Lucía estuvo arisca durante la cena, rehuía su mirada y eso inquietaba a Rich. Cuando terminaron la comida y Sharon se dirigió a la sala de la televisión, éste salió a la búsqueda de Lucía. Cindy, su compañera, tenía el día libre y Rich la encontró sola en la cocina.
—¿Qué te pasa? —la sujetaba por un brazo al interrogarla—. ¿Qué ocurre?
—¿Qué le hiciste a mi abuelo? —Ella lo miraba acusadora.

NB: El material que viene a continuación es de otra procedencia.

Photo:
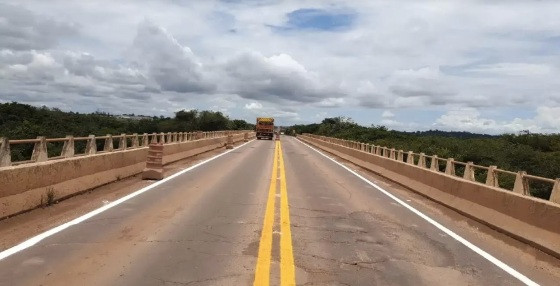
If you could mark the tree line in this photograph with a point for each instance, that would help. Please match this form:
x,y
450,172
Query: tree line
x,y
23,121
537,154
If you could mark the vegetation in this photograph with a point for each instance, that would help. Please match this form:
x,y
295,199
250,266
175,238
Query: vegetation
x,y
537,154
22,121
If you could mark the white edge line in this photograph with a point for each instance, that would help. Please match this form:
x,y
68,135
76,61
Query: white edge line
x,y
447,231
36,239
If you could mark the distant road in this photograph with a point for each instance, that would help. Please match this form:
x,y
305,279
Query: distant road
x,y
227,222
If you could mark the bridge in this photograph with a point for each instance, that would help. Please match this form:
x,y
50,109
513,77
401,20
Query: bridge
x,y
231,210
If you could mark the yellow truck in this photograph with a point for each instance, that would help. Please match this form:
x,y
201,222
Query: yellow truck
x,y
265,127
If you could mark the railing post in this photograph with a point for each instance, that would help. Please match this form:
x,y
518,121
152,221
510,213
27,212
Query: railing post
x,y
434,164
555,194
145,140
521,186
134,141
450,167
123,142
410,158
108,143
422,160
68,147
468,174
40,150
91,146
492,177
5,153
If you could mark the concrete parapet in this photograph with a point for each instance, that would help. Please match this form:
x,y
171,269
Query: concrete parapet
x,y
531,220
468,174
492,177
422,160
450,167
555,194
91,146
154,163
40,150
521,186
108,147
5,155
434,164
23,186
68,147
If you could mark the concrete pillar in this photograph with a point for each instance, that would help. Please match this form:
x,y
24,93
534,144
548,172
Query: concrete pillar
x,y
410,158
68,147
154,163
145,140
434,164
40,150
400,156
492,177
422,160
229,144
521,186
91,145
469,172
555,194
108,143
5,153
450,166
123,144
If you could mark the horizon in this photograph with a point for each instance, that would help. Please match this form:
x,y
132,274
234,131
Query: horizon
x,y
457,66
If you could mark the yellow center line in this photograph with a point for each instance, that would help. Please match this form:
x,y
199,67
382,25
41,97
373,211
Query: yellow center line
x,y
287,268
262,271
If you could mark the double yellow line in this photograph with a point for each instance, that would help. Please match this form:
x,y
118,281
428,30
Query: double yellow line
x,y
287,268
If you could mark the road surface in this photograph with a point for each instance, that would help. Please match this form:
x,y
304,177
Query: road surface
x,y
279,213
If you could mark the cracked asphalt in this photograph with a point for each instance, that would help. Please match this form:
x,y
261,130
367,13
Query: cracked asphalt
x,y
203,228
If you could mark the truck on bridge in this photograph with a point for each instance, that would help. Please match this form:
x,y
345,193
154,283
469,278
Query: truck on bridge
x,y
265,127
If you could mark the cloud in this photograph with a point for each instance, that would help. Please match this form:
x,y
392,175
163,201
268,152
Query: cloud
x,y
173,66
277,78
20,29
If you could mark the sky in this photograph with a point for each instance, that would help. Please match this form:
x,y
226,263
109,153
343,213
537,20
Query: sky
x,y
467,65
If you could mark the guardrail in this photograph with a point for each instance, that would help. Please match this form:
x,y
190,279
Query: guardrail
x,y
125,141
448,166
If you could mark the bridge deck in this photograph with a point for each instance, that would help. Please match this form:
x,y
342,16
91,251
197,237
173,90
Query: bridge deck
x,y
205,227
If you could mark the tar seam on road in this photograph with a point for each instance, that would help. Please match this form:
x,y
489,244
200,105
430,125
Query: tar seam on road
x,y
287,268
447,231
36,239
262,270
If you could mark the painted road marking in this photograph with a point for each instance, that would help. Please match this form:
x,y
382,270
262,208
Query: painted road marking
x,y
262,270
287,268
36,239
449,232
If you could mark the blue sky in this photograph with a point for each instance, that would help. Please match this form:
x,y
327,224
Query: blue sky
x,y
410,65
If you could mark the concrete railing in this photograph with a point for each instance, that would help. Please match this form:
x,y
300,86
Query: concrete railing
x,y
532,220
125,142
448,166
25,185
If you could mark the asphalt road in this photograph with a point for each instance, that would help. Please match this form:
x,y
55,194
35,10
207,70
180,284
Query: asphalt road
x,y
225,223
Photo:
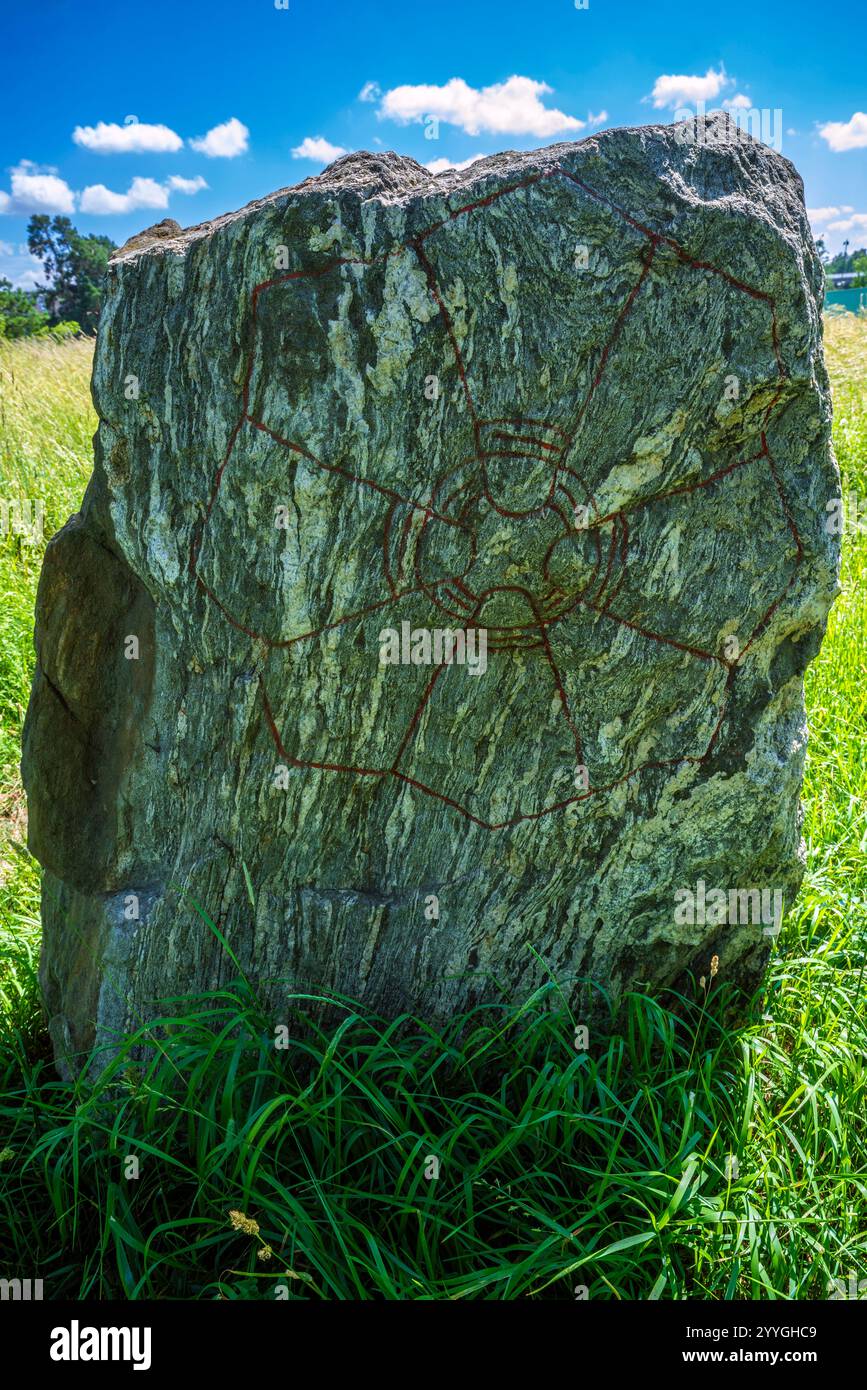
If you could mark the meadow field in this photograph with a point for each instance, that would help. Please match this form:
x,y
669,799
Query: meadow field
x,y
677,1158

Rich tragó saliva antes de responder.
—Nada.
—Sé que tienes asesinos a sueldo y que él te molestaba porque me impedía «ver». —La chica tenía los ojos llenos de lágrimas—. Ahora veo, pero él no está, no lo encuentro. He llamado a Santa Águeda, a mi madre, al padre Agustín y nadie sabe de él; ha desaparecido. —Y sacudiendo el brazo se libró de la mano que la sujetaba—. Y estoy segura de que tú estás implicado. —Ahora lo miraba con furia—: ¡Maldito seas! ¿Qué le has hecho?
Rich percibió odio en aquellos bellos ojos almendrados que lo contemplaban con una dureza desconocida, insospechada, y sintió pánico. No podía perder a Lucía. Era la pieza clave en sus planes, la llave de sus ambiciones, de todo lo que él soñaba lograr. Con ella podría conseguir lo que quisiera. Sin ella todo sería difícil. Era su principal aliado, debía conservarla a su lado, debía mantenerla a toda costa. Notaba el miedo en forma de nudo formándose en su estómago. ¿Habría visto Lucía algo que lo acusara? ¿El carnet de identidad de Anselmo que Charly
Cara Perro
le había enviado? ¿O sólo eran sospechas?
Compuso una de sus atractivas sonrisas.